Cuando se despierta está en una cama, en una casa desconocida. Se levanta y se lleva una mano a la cabeza. Intenta incorporarse sin desmayarse. En la estantería que hay frente a él hay muchas figuras; tal vez solo sea una, pero él en ese momento ve muchas. Se vuelve a tumbar. Grecia entra en la habitación y le pone otra bolsa de hielo en la cabeza. –Has sido muy valiente, le dice entre susurros. Le besa en la frente y se vuelve a marchar. Val se vuelve a despertar más recompuesto y consigue levantarse sin tener que agarrarse a nada. Ahora descubre que si eran muchas figuras, pero quizás menos de las que había visto unas horas antes. Da un paseo por la casa, y descubre al amante, Joe, en una cama con Grecia. Duermen plácidamente. Val se marcha. No ha estado mal la despedida de la librería, piensa Val. Amanece en la ciudad. Hace frío y Val agradece tener la chaqueta.

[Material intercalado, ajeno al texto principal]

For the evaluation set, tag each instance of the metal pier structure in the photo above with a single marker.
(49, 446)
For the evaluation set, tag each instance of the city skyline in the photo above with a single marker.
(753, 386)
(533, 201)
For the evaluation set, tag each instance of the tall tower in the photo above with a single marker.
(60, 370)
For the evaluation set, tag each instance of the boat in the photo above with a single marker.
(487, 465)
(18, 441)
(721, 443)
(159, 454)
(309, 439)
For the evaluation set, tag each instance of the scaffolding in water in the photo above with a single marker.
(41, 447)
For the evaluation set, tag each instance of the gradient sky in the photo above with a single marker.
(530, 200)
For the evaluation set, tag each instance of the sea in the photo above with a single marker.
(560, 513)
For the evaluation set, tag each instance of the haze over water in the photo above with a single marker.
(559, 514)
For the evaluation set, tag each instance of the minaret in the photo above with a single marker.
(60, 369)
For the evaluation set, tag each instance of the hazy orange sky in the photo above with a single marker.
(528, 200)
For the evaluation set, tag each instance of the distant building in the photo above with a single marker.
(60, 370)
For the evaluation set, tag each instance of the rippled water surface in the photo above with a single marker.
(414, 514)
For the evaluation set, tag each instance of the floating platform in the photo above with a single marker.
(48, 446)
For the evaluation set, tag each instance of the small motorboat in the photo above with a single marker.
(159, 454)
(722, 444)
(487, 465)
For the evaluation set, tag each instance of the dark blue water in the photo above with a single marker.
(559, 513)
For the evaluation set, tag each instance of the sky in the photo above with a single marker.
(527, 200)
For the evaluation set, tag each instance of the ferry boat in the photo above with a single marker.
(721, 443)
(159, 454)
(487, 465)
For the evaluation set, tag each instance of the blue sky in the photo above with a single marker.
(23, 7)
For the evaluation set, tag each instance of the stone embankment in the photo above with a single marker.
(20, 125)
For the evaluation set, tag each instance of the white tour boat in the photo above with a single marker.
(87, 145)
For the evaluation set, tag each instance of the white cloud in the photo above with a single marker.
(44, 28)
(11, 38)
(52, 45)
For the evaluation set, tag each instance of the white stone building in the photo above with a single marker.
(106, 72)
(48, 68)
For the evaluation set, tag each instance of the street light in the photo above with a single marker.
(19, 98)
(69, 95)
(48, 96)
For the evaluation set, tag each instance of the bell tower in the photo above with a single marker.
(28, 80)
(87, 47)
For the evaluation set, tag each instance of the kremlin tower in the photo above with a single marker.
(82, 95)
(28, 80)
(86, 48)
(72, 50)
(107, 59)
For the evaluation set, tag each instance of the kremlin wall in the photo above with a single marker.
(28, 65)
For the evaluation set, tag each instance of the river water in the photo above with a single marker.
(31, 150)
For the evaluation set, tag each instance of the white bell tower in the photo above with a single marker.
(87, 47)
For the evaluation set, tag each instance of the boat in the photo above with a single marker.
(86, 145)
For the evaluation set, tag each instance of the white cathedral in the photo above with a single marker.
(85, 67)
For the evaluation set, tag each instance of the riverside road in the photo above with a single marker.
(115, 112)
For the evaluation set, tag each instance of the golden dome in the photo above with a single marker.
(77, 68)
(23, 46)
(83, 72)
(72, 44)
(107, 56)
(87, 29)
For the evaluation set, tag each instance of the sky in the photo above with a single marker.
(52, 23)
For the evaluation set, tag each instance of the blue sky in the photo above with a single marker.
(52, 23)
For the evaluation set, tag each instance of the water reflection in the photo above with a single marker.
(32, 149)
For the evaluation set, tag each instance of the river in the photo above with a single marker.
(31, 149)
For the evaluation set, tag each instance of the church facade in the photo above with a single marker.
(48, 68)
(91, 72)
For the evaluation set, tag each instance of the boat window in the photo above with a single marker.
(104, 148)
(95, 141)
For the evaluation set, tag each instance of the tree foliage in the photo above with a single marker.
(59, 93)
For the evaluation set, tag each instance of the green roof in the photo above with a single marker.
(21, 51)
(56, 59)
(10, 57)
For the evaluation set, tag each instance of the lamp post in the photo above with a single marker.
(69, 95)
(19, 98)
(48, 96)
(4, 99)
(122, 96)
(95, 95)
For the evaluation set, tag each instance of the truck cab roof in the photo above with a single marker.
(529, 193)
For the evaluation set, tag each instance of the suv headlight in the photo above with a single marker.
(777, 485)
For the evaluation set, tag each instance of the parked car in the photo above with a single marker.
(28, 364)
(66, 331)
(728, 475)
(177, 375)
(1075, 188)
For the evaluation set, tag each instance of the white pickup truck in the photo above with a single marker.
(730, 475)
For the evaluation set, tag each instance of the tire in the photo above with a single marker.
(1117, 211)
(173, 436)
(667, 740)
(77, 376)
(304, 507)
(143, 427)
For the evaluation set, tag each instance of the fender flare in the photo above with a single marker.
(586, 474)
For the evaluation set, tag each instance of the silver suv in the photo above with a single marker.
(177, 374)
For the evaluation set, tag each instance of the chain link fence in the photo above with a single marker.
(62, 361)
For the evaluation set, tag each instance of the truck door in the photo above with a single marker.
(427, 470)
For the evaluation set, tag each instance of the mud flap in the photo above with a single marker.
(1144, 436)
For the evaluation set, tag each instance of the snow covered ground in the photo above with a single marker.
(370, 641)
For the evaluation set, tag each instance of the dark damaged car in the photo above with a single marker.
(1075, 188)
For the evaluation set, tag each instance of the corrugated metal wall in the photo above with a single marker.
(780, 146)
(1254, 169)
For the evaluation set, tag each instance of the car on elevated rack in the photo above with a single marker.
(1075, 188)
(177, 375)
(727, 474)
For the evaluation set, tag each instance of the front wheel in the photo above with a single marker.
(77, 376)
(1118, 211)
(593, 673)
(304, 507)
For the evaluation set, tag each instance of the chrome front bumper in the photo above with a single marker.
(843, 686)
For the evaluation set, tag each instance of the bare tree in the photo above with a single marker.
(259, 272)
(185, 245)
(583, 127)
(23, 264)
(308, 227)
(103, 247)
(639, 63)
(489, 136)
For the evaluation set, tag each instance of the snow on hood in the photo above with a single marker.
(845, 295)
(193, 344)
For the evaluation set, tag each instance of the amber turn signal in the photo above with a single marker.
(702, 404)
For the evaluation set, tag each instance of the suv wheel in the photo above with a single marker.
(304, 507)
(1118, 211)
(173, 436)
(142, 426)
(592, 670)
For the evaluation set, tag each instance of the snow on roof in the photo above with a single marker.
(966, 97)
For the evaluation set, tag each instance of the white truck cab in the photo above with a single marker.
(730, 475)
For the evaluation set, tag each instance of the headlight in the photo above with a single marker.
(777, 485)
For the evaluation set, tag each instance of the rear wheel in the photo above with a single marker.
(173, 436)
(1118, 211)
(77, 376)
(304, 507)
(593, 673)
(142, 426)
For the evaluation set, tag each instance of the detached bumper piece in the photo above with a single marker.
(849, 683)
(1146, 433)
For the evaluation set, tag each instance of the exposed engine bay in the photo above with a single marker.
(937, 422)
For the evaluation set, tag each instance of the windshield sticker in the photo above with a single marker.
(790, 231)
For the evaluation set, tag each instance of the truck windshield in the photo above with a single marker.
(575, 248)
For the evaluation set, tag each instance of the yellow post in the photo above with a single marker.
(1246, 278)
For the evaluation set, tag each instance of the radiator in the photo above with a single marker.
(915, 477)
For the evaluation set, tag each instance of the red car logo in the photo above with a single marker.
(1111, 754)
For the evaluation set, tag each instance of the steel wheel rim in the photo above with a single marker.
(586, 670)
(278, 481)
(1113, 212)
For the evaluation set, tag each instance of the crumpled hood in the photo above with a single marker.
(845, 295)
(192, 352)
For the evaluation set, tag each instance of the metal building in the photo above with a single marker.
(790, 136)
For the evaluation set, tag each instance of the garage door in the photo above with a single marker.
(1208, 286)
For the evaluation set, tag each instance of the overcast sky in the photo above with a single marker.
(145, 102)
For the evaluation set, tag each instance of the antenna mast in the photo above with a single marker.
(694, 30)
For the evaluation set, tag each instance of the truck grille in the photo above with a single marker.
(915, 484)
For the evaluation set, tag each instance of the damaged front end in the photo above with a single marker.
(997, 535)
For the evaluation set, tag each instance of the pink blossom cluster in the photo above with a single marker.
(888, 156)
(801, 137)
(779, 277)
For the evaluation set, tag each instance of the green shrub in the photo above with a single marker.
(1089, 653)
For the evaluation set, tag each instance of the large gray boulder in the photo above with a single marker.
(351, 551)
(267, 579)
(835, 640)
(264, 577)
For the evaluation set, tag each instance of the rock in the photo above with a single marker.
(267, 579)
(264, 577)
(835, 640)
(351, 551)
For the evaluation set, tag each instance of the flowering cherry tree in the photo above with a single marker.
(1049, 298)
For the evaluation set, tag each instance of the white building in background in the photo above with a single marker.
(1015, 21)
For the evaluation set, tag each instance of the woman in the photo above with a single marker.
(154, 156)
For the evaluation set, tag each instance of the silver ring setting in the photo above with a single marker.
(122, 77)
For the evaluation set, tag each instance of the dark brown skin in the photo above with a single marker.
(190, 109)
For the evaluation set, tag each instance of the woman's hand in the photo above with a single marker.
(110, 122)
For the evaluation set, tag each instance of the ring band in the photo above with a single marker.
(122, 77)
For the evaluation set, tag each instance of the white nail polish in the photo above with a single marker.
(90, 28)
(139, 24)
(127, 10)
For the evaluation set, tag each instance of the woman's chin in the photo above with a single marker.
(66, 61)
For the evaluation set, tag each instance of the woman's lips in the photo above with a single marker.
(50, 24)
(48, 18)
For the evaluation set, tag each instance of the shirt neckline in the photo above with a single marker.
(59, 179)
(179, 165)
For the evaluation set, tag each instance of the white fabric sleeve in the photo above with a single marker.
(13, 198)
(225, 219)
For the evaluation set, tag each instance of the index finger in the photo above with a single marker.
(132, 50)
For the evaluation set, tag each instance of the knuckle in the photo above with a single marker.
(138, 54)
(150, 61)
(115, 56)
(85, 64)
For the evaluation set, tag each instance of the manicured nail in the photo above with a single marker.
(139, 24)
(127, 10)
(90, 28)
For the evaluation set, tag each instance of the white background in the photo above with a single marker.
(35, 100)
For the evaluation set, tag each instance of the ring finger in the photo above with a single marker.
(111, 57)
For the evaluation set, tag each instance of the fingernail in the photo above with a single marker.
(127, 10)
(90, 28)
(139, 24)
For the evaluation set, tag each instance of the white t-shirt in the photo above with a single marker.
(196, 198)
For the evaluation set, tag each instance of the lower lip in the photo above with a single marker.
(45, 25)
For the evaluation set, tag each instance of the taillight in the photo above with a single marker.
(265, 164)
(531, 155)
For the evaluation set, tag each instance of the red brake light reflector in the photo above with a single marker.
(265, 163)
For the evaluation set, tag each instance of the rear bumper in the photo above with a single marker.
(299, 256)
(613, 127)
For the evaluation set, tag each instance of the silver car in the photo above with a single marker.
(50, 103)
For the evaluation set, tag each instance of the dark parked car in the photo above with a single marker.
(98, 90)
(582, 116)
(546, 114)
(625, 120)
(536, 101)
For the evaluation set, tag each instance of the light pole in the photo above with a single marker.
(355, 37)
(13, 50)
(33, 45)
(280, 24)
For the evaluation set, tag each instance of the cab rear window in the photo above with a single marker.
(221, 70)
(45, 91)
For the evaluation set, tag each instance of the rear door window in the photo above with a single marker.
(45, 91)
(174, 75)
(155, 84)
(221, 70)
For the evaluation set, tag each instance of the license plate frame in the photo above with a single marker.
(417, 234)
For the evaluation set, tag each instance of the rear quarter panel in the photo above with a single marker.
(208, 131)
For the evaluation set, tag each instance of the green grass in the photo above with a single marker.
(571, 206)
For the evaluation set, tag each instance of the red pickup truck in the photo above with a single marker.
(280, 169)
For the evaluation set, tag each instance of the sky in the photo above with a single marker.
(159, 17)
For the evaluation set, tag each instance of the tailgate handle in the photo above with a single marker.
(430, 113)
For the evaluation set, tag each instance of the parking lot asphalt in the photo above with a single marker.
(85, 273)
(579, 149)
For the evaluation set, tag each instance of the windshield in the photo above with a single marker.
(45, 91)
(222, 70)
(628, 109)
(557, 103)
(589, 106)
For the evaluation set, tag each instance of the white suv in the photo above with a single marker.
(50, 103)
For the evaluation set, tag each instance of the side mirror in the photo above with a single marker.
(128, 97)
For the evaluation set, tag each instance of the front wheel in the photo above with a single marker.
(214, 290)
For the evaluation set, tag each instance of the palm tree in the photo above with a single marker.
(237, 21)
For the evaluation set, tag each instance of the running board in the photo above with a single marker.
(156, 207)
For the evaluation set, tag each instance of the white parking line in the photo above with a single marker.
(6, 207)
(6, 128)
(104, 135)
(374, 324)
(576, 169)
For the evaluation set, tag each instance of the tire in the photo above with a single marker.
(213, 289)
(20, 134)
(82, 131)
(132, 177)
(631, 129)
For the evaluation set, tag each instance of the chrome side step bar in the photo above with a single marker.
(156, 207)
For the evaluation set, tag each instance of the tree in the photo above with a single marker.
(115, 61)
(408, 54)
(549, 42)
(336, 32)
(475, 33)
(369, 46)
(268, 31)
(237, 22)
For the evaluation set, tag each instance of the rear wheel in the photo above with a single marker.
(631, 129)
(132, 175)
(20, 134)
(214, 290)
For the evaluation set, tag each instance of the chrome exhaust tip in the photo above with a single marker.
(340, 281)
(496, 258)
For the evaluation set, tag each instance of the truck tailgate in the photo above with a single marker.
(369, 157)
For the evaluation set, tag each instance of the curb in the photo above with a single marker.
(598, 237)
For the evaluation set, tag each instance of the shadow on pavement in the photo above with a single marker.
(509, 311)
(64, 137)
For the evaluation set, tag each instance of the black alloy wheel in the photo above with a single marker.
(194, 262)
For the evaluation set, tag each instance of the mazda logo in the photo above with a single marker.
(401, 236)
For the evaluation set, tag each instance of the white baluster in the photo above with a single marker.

La lluvia ha cesado y la calle huele a tierra mojada. Val camina sin mucha prisa por llegar a ninguna parte. Inconscientemente va hacia su librería. Llega y se queda durante unos segundos frente a la puerta de cristal. Ya es una buena hora. Pronto llegará el futuro dueño del local para que se firme el traspaso. Entra y se queda esperando. El cansancio hace que le pesen los párpados, pero sonríe. Una noche había escapado de la rutina que invadía su vida. Tal vez fuese el comienzo de algo nuevo. Una vieja sensación se apodera de su estómago; la emoción. Ya no se era tan viejo como antes con casi cincuenta años, aún había tiempo de empezar de nuevo, en otro sitio, en otro ambiente. Val firma aquellos papeles con cierta melancolía, pero bromea y abraza a aquel hombre. Le dice que tal vez se vaya a otra ciudad, a otro ambiente. Él hombre parece algo incómodo, pero hace un torpe esfuerzo por consolar a Val. Son las últimas lágrimas que se derraman en aquel local.

Val coge su chaqueta cambia el cartel de abierto, y se despide por dentro de una parte de su vida, quizá la más importante. Buscaría a aquella chica de aquella editorial, la invitaría a un café, ¿por qué no?


Grecia busca a Val por la casa, sale a la calle, va a su librería, pero el cartel ha cambiado. Ahora pone cerrado, y parece que será así durante mucho tiempo. Grecia suspira. Aquel hombre era especial; lo buscaría y lo invitaría a un café, ¿por qué no?